Thursday 14 March 2013

The worries/doubts I had (am still having)

Before sending my UCAS form in, I remember that at some point of time I started questioning if I really am willing to go into medicine.

I was talking to a doctor who had very harshly told me that medicine is not gonna be an easy career path. It is a long and bumpy road and it will definitely take a whole lot of perseverance and determination to make it through. What really made me start doubting if medicine really is what I want is the fact that medicine is not just a career , it is a lifestyle. Once you step into it, you're in it ... Many aspects of your life would end up revolving around it, I know this because when I talk to current medical students it seems that they are all pretty much wrapped up in this 'bubble' of medicine and everything related to it . What scared me the most about this was really , the unknown of the future... As an international I may not be given the same opportunities as people who have even born in the EU, and for me to return to Singapore , I may end up not having a proper post where I would be restricted in my chances of achieving my full potential..

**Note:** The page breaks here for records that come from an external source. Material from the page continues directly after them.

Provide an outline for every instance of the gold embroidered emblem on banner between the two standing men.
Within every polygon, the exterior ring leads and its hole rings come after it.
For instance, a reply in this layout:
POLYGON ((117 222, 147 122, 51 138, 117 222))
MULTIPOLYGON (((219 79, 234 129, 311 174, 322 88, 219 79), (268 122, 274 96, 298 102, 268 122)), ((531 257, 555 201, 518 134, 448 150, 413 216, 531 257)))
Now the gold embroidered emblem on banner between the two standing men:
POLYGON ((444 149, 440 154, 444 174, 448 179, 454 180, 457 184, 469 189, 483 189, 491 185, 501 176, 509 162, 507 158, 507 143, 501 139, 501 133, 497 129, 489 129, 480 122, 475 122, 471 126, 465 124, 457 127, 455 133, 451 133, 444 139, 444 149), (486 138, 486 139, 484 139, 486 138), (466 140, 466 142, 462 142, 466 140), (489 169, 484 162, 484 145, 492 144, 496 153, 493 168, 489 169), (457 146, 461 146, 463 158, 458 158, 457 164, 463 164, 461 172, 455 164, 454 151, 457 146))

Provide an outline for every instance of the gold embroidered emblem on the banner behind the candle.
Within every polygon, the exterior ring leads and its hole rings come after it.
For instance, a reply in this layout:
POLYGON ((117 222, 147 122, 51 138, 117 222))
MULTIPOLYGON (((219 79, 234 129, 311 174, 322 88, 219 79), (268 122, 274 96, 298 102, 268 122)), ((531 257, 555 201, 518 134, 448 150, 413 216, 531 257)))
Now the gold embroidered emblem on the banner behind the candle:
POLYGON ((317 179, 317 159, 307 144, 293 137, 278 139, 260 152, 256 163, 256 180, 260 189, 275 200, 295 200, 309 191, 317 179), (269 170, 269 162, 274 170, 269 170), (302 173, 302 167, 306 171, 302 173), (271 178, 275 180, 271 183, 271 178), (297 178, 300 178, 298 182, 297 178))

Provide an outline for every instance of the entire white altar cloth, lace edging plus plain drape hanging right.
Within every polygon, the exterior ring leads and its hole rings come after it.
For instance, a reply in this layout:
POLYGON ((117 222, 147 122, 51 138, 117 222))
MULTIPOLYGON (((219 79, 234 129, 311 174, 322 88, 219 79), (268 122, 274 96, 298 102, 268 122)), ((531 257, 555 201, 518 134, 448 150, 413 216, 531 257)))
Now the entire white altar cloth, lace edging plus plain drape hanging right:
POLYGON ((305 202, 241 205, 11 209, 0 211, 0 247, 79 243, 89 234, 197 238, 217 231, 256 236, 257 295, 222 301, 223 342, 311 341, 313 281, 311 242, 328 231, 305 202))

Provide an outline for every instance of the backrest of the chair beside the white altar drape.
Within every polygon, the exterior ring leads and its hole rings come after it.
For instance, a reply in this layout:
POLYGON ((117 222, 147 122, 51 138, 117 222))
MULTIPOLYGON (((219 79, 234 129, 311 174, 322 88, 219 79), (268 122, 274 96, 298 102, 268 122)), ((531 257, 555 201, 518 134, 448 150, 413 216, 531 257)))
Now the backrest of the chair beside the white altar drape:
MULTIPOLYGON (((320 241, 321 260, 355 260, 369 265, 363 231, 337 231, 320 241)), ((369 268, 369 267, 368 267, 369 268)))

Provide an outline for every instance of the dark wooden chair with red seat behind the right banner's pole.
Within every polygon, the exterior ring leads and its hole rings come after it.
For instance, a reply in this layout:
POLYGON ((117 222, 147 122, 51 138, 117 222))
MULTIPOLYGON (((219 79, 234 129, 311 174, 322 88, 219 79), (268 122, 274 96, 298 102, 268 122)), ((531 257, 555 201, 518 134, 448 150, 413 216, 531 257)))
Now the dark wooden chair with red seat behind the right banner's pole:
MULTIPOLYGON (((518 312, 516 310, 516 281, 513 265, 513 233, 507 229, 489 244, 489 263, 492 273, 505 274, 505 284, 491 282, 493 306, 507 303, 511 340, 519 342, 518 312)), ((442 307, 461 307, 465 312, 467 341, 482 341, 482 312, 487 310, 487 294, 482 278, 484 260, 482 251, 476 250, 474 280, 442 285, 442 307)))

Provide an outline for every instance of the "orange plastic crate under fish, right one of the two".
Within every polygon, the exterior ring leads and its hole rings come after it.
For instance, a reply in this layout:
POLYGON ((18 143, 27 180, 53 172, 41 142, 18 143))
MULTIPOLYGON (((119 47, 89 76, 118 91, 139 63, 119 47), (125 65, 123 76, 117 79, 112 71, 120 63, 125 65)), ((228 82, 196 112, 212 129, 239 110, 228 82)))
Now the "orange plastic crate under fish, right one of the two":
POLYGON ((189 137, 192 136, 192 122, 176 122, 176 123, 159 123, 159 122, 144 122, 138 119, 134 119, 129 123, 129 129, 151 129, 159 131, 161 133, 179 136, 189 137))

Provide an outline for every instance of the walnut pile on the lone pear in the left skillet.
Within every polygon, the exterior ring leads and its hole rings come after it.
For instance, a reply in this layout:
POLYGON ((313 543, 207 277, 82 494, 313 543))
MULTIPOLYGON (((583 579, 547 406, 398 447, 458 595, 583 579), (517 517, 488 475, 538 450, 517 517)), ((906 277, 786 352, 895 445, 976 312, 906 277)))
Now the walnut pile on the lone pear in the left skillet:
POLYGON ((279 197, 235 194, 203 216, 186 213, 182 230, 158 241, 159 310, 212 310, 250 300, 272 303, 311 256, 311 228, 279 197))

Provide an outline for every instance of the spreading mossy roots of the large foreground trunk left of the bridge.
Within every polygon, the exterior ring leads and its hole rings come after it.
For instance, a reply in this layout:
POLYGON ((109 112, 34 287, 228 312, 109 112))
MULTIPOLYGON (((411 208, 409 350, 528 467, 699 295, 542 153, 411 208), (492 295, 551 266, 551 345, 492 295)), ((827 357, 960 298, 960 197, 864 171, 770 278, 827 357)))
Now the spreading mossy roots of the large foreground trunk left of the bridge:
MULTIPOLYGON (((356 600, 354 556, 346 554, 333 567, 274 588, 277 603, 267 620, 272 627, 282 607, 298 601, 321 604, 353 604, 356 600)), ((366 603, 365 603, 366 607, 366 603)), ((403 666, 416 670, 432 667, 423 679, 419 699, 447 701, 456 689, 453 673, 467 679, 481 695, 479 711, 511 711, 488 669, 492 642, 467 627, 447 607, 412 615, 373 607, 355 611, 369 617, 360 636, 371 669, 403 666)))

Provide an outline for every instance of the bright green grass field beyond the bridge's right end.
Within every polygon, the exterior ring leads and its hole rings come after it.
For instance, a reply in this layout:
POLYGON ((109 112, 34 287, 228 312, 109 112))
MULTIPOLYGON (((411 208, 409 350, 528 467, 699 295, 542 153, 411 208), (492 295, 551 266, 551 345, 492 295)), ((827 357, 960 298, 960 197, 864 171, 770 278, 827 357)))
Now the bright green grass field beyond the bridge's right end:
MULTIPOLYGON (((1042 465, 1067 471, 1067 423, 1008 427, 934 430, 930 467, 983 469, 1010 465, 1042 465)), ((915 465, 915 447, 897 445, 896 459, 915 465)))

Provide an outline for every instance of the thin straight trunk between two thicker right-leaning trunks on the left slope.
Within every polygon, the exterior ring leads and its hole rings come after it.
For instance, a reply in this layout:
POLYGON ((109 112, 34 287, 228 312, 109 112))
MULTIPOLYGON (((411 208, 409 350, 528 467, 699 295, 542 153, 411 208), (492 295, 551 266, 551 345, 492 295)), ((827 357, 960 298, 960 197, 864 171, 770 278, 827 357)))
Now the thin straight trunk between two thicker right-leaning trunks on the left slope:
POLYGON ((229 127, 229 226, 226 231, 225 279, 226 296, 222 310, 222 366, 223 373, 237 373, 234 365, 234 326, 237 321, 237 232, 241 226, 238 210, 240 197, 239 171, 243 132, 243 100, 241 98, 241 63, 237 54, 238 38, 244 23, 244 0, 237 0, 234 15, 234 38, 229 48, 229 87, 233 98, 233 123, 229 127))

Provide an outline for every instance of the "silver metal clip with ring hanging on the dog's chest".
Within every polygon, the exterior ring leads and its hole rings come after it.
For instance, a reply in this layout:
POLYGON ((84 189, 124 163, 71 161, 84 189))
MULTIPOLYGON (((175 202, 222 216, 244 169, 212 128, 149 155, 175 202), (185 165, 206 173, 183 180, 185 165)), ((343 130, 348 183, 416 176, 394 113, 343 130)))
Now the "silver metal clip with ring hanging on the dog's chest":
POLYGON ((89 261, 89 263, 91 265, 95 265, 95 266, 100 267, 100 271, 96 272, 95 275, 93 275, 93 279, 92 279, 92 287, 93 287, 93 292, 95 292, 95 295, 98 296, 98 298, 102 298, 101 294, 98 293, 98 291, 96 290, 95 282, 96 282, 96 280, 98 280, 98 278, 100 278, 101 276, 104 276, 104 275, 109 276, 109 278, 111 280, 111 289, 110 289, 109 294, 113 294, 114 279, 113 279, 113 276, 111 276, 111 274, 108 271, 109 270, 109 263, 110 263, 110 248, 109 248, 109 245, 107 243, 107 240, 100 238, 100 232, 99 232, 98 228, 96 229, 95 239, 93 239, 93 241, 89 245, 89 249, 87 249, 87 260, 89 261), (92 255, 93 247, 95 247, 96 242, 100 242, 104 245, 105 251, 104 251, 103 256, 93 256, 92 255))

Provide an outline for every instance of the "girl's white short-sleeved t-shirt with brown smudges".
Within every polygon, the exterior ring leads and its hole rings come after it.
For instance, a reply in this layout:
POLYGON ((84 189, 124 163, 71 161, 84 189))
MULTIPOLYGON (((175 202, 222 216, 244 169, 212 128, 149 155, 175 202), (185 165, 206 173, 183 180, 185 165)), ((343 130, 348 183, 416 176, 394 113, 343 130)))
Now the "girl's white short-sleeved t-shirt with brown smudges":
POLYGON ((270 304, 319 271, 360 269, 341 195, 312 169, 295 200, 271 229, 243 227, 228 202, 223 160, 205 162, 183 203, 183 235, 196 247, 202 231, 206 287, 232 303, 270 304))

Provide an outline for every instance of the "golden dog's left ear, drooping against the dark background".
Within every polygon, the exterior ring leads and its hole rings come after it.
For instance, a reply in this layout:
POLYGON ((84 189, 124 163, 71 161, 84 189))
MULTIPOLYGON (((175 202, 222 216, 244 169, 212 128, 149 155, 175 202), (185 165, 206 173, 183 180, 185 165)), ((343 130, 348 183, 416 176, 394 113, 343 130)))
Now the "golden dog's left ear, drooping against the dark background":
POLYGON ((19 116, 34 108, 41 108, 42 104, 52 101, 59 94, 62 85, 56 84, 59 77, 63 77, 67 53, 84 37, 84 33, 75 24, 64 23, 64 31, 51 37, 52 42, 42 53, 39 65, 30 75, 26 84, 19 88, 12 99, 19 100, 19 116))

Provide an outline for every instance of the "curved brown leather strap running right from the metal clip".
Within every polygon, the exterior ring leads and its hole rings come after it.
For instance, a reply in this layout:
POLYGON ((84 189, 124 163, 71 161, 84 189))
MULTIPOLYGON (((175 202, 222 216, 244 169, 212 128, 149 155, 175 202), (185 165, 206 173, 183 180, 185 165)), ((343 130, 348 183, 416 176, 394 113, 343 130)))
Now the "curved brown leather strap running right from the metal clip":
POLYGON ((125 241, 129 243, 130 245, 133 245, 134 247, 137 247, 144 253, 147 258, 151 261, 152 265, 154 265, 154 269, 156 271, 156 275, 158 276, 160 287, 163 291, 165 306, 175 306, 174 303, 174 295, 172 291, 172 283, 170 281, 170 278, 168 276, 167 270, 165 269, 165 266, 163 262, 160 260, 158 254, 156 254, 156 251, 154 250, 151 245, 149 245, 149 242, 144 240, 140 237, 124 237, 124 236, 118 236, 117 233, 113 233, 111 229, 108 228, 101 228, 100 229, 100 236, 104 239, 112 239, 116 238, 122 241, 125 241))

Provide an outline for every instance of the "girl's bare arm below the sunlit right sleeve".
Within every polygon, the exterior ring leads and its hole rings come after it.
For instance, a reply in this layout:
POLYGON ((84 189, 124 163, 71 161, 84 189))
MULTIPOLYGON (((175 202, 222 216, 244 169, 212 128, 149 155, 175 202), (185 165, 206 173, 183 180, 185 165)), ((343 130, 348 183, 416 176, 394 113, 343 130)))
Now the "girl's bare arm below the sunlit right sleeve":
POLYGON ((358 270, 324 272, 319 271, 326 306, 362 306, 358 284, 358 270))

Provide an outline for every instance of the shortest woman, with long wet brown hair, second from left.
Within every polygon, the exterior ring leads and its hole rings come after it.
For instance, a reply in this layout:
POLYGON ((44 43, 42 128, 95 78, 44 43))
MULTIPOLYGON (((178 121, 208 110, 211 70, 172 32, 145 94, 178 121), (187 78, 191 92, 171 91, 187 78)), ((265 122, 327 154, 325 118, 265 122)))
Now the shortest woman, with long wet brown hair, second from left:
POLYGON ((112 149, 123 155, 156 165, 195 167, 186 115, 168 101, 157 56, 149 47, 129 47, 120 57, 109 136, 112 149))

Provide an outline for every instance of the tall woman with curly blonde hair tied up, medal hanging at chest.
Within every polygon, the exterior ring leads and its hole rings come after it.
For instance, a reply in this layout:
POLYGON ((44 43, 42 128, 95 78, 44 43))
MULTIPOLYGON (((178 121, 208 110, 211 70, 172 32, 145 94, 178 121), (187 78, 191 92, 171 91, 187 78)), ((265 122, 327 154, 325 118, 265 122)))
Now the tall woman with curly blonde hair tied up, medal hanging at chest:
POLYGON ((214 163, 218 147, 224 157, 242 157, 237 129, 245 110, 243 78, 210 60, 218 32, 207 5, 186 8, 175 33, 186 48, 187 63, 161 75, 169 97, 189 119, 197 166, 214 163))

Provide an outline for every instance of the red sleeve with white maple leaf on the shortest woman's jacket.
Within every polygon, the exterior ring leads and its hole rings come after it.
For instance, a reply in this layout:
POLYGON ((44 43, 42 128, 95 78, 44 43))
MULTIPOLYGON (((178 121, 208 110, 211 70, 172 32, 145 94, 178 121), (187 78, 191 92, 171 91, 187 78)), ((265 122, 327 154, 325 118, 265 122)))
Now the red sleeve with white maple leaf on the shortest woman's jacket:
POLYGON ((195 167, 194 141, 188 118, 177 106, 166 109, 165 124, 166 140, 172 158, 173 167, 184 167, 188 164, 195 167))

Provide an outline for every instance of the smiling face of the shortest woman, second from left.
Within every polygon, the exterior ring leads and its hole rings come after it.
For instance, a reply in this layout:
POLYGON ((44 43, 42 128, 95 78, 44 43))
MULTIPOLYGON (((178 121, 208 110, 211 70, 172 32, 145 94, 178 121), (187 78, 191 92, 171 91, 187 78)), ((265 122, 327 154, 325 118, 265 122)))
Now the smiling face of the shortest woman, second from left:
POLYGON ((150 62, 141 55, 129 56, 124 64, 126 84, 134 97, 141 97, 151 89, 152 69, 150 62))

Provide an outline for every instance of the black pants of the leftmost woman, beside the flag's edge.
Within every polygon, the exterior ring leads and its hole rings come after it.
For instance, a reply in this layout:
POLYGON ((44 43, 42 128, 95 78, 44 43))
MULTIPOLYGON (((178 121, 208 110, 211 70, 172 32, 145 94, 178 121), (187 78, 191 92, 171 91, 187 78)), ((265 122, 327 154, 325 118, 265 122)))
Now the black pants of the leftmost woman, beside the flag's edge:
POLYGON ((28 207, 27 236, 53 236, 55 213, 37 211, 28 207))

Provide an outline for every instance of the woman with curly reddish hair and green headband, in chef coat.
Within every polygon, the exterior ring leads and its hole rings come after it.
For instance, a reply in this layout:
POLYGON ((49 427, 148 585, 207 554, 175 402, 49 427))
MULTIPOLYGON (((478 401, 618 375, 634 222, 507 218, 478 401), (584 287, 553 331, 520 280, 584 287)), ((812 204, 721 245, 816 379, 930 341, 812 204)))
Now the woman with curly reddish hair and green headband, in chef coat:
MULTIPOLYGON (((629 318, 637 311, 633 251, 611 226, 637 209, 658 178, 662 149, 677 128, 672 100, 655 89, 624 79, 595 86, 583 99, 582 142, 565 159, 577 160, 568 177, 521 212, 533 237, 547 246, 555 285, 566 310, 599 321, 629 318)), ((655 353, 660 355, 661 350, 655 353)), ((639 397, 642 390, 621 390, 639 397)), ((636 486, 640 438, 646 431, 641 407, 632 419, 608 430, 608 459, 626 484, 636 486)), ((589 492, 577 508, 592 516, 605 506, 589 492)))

This really truly scared me at that point of time. As a girl , I also had to consider the aspect of having a family so this worried me quite a bit too.

After much thinking , I then slowly started to overcome this fear slowly, a bit at a time, I find myself having to reassure myself that everything will turn out one as long as I just do my best in everything I do .

Even now , I am still pretty much unsure of what to expect , I'm not even sure of which choice I should firm and everything seems like a whirlwind that I would be so easily lost in. But I always try to tell myself that 'whatever will be ,will be'

I hope that everyone out there would be able to find their own reassurance when faced with such uncertainties (: Ganbatte!!